# Math Help - Another seemingly simple integral

1. ## Another seemingly simple integral

The definite integral from -1/2 to 1/2 of 9/the square root of 1-x^2 dx

I don't even know where to begin in this one. Finding the antiderivative of that seems impossible...

2. $\int_{-1/2}^{1/2}{\frac{9}{\sqrt{1-x^{2}}}\,dx}=2\int_{0}^{1/2}{\frac{9}{\sqrt{1-x^{2}}}\,dx}.$

Look at a table of integrals, that primitive is the arcsin function.

3. Originally Posted by Krizalid
$\int_{-1/2}^{1/2}{\frac{9}{\sqrt{1-x^{2}}}\,dx}=2\int_{0}^{1/2}{\frac{9}{\sqrt{1-x^{2}}}\,dx}.$

Look at a table of integrals, that primitive is the arcsin function.
I know that, but what did you just do knowing that? Where did the 2 come from and why did the -1/2 just disappear? And I know that 1/the sq root of 1-x^2 but it's a 9 not a 1, so where does this come into play?
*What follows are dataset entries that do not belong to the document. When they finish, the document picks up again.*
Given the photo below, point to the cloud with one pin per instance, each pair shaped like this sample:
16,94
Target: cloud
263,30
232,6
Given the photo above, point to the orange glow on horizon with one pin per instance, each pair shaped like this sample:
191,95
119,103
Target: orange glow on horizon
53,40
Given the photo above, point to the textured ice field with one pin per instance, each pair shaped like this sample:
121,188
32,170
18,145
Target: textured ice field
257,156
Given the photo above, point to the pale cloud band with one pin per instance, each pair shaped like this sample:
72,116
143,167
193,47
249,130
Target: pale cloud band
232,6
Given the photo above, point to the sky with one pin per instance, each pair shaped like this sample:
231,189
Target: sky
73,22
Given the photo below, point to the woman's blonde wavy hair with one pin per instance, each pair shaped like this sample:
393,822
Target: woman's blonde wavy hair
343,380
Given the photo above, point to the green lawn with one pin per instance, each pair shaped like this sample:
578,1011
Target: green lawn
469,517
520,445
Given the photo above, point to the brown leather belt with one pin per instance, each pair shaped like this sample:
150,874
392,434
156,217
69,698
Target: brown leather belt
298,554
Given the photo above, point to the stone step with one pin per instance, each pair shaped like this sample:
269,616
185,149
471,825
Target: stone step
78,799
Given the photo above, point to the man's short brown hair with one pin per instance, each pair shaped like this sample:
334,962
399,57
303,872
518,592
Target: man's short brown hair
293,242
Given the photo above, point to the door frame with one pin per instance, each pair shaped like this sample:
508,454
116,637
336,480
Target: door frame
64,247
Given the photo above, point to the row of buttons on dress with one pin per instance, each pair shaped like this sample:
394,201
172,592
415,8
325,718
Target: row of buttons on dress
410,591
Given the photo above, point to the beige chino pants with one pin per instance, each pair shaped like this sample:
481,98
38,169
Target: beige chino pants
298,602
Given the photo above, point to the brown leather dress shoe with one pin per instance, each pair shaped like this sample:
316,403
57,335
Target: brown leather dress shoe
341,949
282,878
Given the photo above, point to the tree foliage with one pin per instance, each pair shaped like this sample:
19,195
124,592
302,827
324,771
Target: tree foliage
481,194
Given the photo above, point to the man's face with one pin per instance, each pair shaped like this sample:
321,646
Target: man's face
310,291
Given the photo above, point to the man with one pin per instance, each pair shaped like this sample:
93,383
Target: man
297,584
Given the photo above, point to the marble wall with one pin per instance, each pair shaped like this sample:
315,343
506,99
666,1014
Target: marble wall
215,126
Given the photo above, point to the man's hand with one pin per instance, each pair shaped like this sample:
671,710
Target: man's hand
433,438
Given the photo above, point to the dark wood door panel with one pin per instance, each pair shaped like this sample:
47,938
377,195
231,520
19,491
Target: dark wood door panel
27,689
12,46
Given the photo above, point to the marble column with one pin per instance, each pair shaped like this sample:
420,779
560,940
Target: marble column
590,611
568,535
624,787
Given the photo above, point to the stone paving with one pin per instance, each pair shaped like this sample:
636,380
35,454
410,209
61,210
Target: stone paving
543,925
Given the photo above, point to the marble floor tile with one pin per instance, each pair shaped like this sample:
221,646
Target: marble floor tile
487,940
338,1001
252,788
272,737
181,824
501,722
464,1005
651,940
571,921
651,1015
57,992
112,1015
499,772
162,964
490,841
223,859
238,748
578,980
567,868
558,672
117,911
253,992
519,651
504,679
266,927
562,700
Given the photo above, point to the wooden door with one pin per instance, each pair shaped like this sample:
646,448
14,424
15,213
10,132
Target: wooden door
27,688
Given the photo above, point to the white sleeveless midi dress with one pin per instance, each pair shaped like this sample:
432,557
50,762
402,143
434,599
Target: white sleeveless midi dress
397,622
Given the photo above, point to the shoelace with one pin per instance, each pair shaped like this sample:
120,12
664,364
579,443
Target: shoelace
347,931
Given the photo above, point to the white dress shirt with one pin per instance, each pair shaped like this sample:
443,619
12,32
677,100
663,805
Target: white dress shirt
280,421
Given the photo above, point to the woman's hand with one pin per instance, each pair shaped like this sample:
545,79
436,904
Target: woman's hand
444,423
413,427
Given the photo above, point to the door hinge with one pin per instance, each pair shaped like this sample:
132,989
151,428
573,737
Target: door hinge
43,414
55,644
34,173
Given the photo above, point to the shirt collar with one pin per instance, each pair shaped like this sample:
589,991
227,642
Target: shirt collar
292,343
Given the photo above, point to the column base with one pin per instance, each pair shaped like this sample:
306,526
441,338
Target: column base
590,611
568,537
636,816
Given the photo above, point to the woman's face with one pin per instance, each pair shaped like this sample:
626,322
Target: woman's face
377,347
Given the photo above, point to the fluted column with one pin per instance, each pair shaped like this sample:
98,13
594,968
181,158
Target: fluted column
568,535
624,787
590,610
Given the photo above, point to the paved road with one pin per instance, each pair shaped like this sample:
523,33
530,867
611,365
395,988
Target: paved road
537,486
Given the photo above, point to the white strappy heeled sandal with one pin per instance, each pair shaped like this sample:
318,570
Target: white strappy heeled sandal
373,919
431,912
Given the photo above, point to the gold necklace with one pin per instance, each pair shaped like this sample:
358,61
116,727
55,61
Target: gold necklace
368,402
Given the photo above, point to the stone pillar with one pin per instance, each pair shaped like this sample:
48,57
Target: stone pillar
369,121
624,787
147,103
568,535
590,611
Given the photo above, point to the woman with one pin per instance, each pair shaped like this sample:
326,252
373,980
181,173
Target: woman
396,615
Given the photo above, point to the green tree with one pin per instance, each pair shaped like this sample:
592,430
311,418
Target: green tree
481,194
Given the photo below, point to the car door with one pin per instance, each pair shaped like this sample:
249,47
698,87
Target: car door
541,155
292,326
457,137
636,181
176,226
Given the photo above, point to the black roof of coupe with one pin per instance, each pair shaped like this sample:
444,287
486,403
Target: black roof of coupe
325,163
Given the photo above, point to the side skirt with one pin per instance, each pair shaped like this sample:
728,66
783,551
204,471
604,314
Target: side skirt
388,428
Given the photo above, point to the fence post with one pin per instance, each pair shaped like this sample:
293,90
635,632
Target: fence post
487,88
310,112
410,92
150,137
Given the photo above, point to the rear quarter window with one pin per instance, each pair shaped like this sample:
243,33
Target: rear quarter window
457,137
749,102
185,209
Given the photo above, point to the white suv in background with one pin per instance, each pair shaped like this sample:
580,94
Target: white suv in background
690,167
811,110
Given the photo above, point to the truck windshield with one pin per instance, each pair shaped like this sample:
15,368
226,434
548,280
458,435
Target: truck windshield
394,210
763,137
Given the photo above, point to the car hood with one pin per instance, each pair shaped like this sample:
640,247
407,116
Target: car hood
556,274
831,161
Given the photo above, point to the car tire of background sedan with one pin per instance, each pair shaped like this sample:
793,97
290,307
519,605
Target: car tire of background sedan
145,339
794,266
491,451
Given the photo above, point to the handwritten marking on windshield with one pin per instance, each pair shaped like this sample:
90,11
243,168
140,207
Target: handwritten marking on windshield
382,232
4. $\int_{-a}^af=2\int_0^af$ provided that $f$ is an even function and $a\in\mathbb R.$

5. Originally Posted by fattydq
I know that, but what did you just do knowing that? Where did the 2 come from and why did the -1/2 just disappear? And I know that 1/the sq root of 1-x^2 but it's a 9 not a 1, so where does this come into play?
$\int_{-\frac{1}{2}}^{\frac{1}{2}}\frac{9}{\sqrt{1-x^2}}dx=
\int_{-\frac{1}{2}}^{0}\frac{9}{\sqrt{1-x^2}}dx+\int_{0}^{\frac{1}{2}}\frac{9}{\sqrt{1-x^2}}dx$
,
but $\frac{9}{\sqrt{1-(-x)^2}}=\frac{9}{1-x^2}\Rightarrow \int_{-\frac{1}{2}}^{0}\frac{9}{\sqrt{1-x^2}}dx=\int_{0}^{\frac{1}{2}}\frac{9}{\sqrt{1-x^2}}dx$.
Therefore $\int_{-\frac{1}{2}}^{\frac{1}{2}}\frac{9}{\sqrt{1-x^2}}dx=
2\int_{0}^{\frac{1}{2}}\frac{9}{\sqrt{1-x^2}}dx=18\int_{0}^{\frac{1}{2}}\frac{dx}{\sqrt{1-x^2}}$
.

PD: Late >.<

6. Originally Posted by Krizalid
$\int_{-a}^af=2\int_0^af$ provided that $f$ is an even function and $a\in\mathbb R.$
I love calculus, because there's rule's for everything that I'm just supposed to know magically, intuitively. I swear my professor never mentioned anything like that.